Mayo View: A health system stumbling from one crisis to the next is unsustainable
The Irish Hospital Consultants Association issued a telling statement in recent days in which they emphasised that patient health in the west and northwest is at risk due to excessive delays to care provision.
The organisation singled out the Saolta Hospitals Group, of which Mayo University Hospital is attached, as one in a particular state of chaos.
It said public hospitals within the group ‘have unmanageable waiting lists with more than 131,000 people waiting for care’.
Waiting lists for outpatient appointments, inpatient, day-case treatments and procedures in the region have increased by 3% since the start of the year and by 42% since 2015.
This sharp increase occurred despite the government investing €443 million this year on a waiting list action plan which has set a target to reduce by 10% waiting lists for appointments for outpatient, inpatient and day-case treatments and procedures this year.
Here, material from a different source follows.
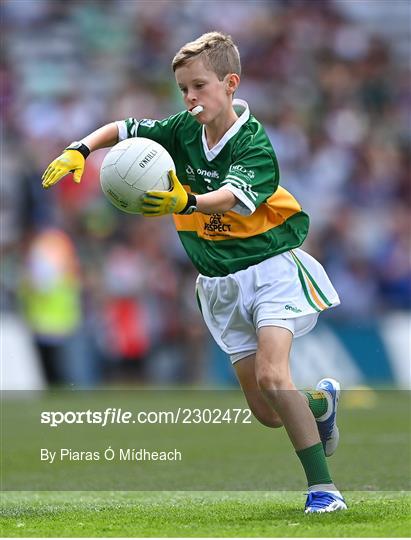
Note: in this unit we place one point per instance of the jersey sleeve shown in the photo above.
(162, 131)
(252, 178)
This failure to deliver results on such a massive investment is caused by bed shortages, which invariably leads to appointments and operations being routinely cancelled.
The fact that the number of attendances at hospital emergency departments has risen by 104,000 this year compared to pre-pandemic levels has led to the cancellation of more than 41,000 hospital operations and appointments during the first two months of 2023 alone.
It is remarkable, even irresponsible, that the HSE is signing off on the spending of such massive amounts of money without the root cause of waiting lists being addressed as the top priority.
The problem is only going to get worse year on year unless there is greater transparency in respect of the spending of such vast levels of taxpayers' money - and why it is not having the desired impact in the areas that need it most.
Some elected representatives are doing their best to get the answers but it appears they are coming up against a brick wall within the department.
The Minister for Health, Stephen Donnelly, recently announced a rapid build programme designed to deliver 1,5000 additional beds in acute hospitals over 2023 and 2024, a project in which Mayo University Hospital has not been included to date.
It will cost €1 billion to fund this additional capacity but cabinet approval for the money is still awaited and may or may not be sanctioned ahead of the October budget.
Even if it is, can the public be sure that it will achieve its objective?
Recent evidence regrettably suggests that it won't.
In the meantime our emergency departments will continue to be seriously overcrowded, placing sick people in situations not conducive to recovery.
It's a no-brainer for the elected members of Mayo County Council to debate the crisis at Mayo University Hospital at a special meeting, as requested by former Castlebar town councillor Harry Barrett.
Councillors may not have a direct input into issues relating to the running of hospitals, but they have a duty to stand up for those who elected them, a percentage of whom are not gaining access to the medical care they need.